PIKETTY, Thomas. O CAPITAL, no século XXI. Trad. de
Monica Baumgarten de Bolle. Rio de Janeiro, Intrínseca, 2014.
Terminei de ler a Introdução deste. Geralmente gosto de
recomendar livros os quais li por inteiro. No entanto, como ele participou
recentemente do programa Roda Viva e agita, não só o meio acadêmico, mas o
mundo todo com suas ideias, decide escrever algo.
A princípio, aos
mais desavisados, o autor parece não dizer algo diferente do que já está sendo
dito por aí desde a Crise de 2008: é preciso distribuir riqueza via taxação dos mais
ricos. Portanto, imposto progressivo, mais pesado para as grandes fortunas.
Nenhuma novidade, mas o livro é inovador em pelo menos dois aspectos:
Primeiro: justifica
o por quê da taxação progressiva. Segundo o próprio autor, a solução para
qualquer problema tem que apresentar seus benefícios.
Segundo: revela toda
uma base de dados e estatísticas em retrospecto - portanto, apresenta-nos todas
as fontes que informam e demonstram a desigualdade num quadro amplo.
A obra como
um todo é inovadora porque ela trabalha e articula com as Ciências Sociais e a
História - algo que não é realizado pelos economistas desde a edição de O Capital
de Marx.
Por tudo isso, o
alvoroço em torno do assunto da obra. Ela parece-me muito sólida ao reunir todas essas
qualidades acima, a despeito de eu ter lido apenas a Introdução.
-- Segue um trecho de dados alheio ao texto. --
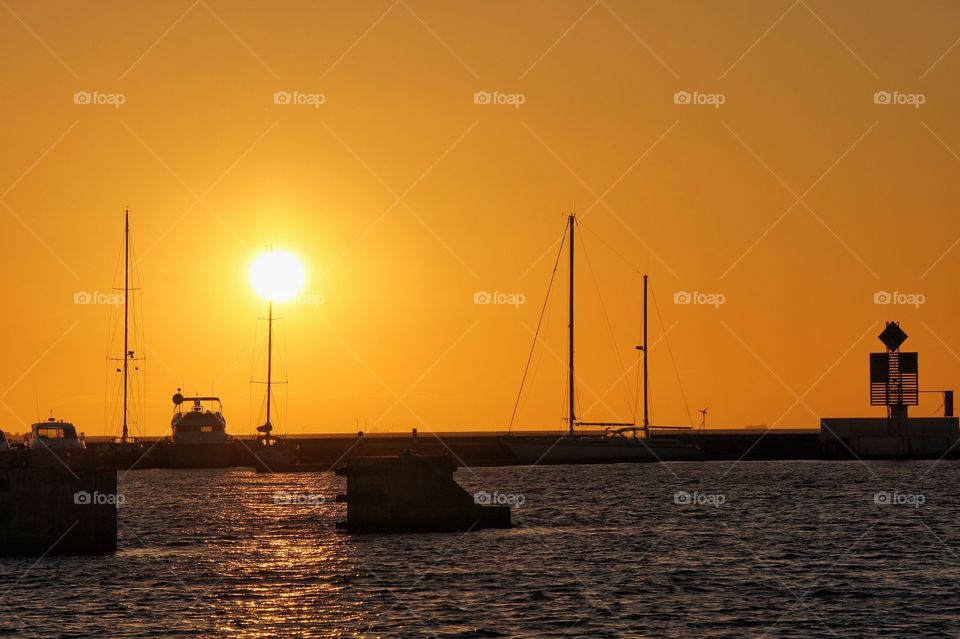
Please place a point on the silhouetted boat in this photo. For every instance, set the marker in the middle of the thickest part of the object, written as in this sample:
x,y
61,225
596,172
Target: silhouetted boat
x,y
271,453
607,441
125,451
53,435
200,437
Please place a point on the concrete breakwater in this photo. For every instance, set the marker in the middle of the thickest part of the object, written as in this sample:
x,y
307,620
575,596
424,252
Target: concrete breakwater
x,y
325,452
52,504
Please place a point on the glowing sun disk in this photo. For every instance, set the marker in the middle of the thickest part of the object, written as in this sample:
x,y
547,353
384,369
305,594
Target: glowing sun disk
x,y
277,276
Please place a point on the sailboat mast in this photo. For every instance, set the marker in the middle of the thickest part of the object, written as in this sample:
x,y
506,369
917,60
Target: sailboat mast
x,y
646,411
269,359
572,378
126,317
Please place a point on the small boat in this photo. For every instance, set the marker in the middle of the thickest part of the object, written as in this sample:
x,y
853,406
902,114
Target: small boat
x,y
200,437
592,442
271,454
53,435
201,424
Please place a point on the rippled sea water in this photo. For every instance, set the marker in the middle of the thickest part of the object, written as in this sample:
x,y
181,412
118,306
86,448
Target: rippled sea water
x,y
775,549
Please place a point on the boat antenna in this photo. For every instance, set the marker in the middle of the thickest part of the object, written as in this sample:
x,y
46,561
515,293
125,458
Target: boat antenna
x,y
573,414
646,386
536,335
267,426
126,317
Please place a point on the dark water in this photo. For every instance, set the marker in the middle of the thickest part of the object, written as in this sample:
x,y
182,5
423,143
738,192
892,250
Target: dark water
x,y
793,550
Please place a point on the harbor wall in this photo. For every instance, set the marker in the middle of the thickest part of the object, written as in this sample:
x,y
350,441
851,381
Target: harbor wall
x,y
56,510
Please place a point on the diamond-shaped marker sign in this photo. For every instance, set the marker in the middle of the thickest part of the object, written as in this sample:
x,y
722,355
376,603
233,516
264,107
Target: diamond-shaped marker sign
x,y
892,336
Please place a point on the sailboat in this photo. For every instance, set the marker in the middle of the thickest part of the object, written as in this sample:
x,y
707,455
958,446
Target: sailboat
x,y
271,453
125,451
609,441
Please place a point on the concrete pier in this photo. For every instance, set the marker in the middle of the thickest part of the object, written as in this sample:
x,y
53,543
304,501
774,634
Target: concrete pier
x,y
53,509
412,494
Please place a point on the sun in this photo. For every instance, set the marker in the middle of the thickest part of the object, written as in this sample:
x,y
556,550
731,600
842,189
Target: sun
x,y
277,275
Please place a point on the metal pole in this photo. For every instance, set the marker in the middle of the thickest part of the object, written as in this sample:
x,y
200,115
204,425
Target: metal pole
x,y
646,411
269,361
573,414
126,316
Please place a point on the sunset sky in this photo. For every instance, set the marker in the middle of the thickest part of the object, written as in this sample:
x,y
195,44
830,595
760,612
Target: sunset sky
x,y
790,160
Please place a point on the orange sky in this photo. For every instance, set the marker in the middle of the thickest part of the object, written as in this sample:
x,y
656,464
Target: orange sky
x,y
796,199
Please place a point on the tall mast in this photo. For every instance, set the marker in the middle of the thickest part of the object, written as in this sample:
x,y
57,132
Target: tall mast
x,y
268,426
573,413
646,411
126,316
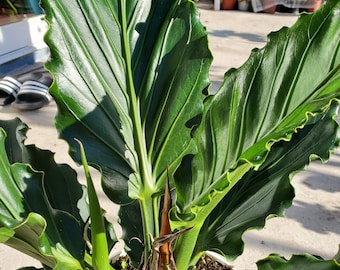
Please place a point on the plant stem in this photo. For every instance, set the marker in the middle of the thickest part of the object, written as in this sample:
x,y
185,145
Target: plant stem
x,y
148,225
100,254
144,168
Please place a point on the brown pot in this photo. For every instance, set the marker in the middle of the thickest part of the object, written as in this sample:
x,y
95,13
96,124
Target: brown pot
x,y
228,4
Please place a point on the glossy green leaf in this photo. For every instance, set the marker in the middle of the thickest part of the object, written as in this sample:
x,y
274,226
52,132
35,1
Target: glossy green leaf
x,y
129,77
266,101
28,222
267,191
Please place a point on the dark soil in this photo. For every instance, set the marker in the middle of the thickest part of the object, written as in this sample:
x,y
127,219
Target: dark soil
x,y
205,263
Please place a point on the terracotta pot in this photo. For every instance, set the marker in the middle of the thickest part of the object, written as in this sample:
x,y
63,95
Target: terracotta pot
x,y
228,4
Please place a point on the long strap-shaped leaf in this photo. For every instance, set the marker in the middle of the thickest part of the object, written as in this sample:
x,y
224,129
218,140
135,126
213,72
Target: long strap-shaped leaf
x,y
267,100
129,76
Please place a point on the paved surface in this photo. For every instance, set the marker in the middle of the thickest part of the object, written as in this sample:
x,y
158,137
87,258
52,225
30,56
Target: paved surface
x,y
311,225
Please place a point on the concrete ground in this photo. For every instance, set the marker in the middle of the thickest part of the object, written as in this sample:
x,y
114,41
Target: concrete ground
x,y
311,225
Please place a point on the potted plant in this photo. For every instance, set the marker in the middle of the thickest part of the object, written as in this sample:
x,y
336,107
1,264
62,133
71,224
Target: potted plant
x,y
191,171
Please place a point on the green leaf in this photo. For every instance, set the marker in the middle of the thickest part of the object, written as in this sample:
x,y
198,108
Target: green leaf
x,y
267,191
100,252
276,262
28,222
149,67
266,101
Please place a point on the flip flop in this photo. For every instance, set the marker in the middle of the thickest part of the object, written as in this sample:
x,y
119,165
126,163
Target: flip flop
x,y
10,86
33,94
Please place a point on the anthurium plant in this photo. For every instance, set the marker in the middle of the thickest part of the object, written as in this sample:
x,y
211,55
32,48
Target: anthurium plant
x,y
191,171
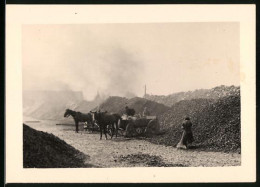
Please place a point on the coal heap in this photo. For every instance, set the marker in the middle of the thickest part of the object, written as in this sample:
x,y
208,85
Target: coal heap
x,y
216,124
43,150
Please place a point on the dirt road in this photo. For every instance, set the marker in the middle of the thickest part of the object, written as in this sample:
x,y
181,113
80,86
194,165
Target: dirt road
x,y
122,152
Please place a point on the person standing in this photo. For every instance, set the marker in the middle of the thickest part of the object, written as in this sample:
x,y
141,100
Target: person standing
x,y
187,135
146,112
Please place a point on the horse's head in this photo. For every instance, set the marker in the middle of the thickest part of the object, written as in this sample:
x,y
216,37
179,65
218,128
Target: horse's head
x,y
67,113
97,115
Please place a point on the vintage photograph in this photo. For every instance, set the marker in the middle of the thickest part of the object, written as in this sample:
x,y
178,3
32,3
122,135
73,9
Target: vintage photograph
x,y
113,95
130,94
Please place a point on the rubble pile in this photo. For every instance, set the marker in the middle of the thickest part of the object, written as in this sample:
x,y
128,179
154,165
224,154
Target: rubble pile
x,y
216,124
43,150
214,93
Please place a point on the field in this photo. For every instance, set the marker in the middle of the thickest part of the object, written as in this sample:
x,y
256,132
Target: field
x,y
134,152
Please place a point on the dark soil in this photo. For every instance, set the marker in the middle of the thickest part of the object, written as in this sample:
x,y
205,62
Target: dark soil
x,y
216,124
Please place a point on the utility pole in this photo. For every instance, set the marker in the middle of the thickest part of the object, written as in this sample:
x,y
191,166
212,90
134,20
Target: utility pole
x,y
145,90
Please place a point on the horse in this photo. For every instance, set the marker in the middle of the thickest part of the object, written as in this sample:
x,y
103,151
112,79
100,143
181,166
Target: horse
x,y
104,120
79,117
129,111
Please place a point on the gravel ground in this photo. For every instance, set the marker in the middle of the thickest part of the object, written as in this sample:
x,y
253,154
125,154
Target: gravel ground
x,y
122,152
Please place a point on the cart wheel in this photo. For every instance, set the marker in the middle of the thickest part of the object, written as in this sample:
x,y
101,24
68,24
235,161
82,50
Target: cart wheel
x,y
130,130
152,127
139,130
110,130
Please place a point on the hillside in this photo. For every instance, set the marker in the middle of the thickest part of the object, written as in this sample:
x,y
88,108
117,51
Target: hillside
x,y
214,93
51,105
216,124
43,150
116,104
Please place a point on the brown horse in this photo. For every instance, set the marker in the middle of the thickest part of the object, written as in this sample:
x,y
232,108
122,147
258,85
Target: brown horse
x,y
107,122
79,117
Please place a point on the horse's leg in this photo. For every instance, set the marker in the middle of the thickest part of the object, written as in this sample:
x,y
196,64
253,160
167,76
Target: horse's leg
x,y
100,127
105,130
117,124
77,126
113,130
93,124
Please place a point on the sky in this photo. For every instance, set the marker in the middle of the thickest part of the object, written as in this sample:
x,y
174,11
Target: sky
x,y
119,59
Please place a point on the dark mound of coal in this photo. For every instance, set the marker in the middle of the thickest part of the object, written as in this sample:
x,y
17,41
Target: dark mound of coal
x,y
116,104
216,124
214,93
43,150
147,160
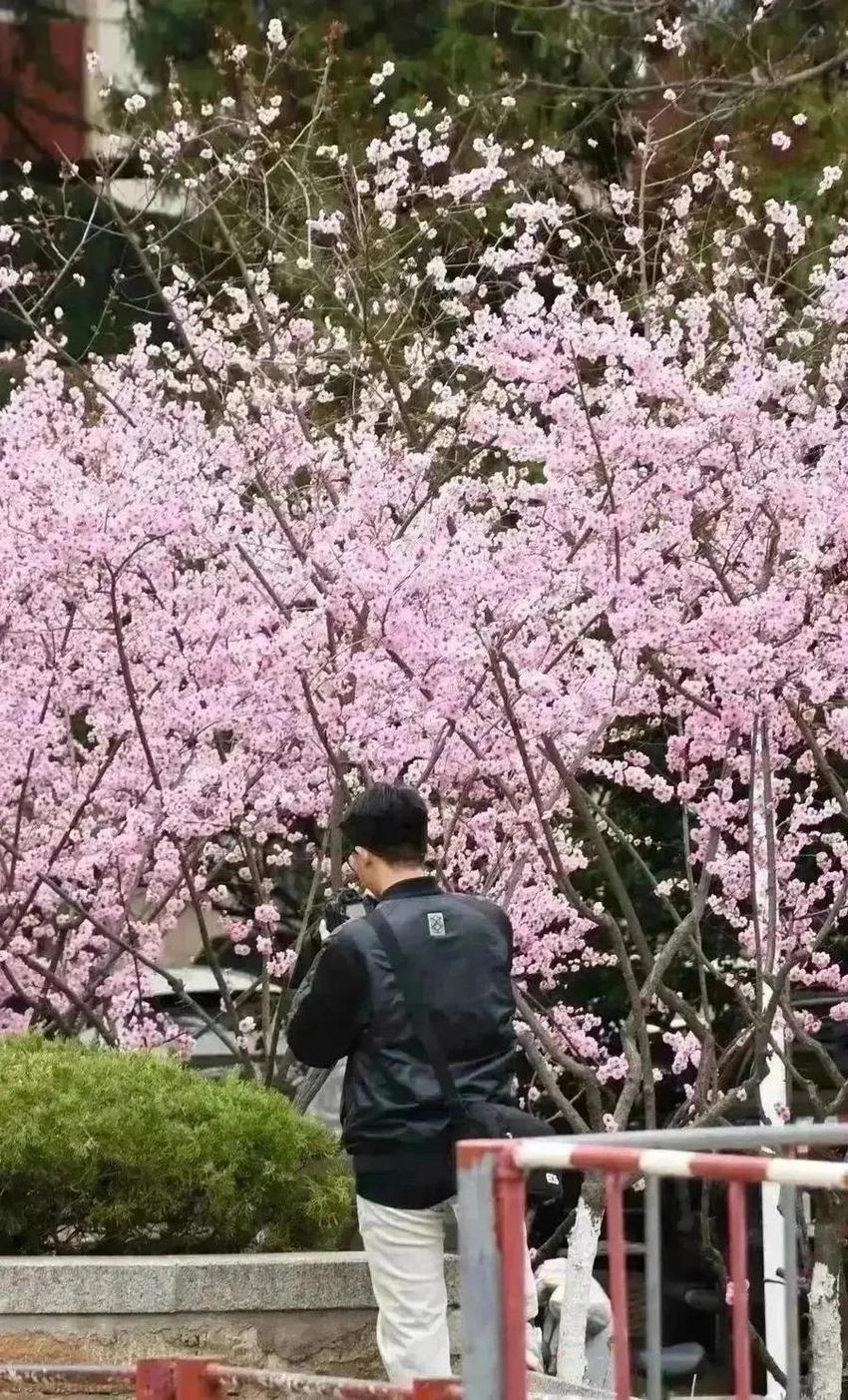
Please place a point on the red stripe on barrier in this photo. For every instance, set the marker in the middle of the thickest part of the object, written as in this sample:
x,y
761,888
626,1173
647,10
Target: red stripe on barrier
x,y
621,1160
749,1169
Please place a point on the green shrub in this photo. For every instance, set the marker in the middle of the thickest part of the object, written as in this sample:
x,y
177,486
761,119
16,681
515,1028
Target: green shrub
x,y
110,1153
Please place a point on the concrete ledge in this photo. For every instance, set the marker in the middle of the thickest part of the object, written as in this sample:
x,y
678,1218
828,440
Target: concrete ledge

Posso dizer algo mais. Trata-se de uma introdução no estilo mais clássico das
ciências sociais - nela, não só o plano da obra está apresentado, mas também suas
linhas gerais de compreensão, seus conceitos e... o final da história, isto é, as conclusões.
Faltava-nos um
economista assim, que citasse Mark Twain e Zola no meio do texto. Faz tempo que
não leio um autor dessa plêiade, entre os economistas, claro. Dos que posso
citar, nem Krugman, nem Stiglitz e nem mesmo Celso Furtado, cuja obra aprecio
enormemente.
Roda Viva.
Assisti ao programa
na íntegra, pela internet. Fiz anotações que não serão possíveis de reproduzir
todas aqui. Mas alguns pontos são muito interessantes de serem mencionados.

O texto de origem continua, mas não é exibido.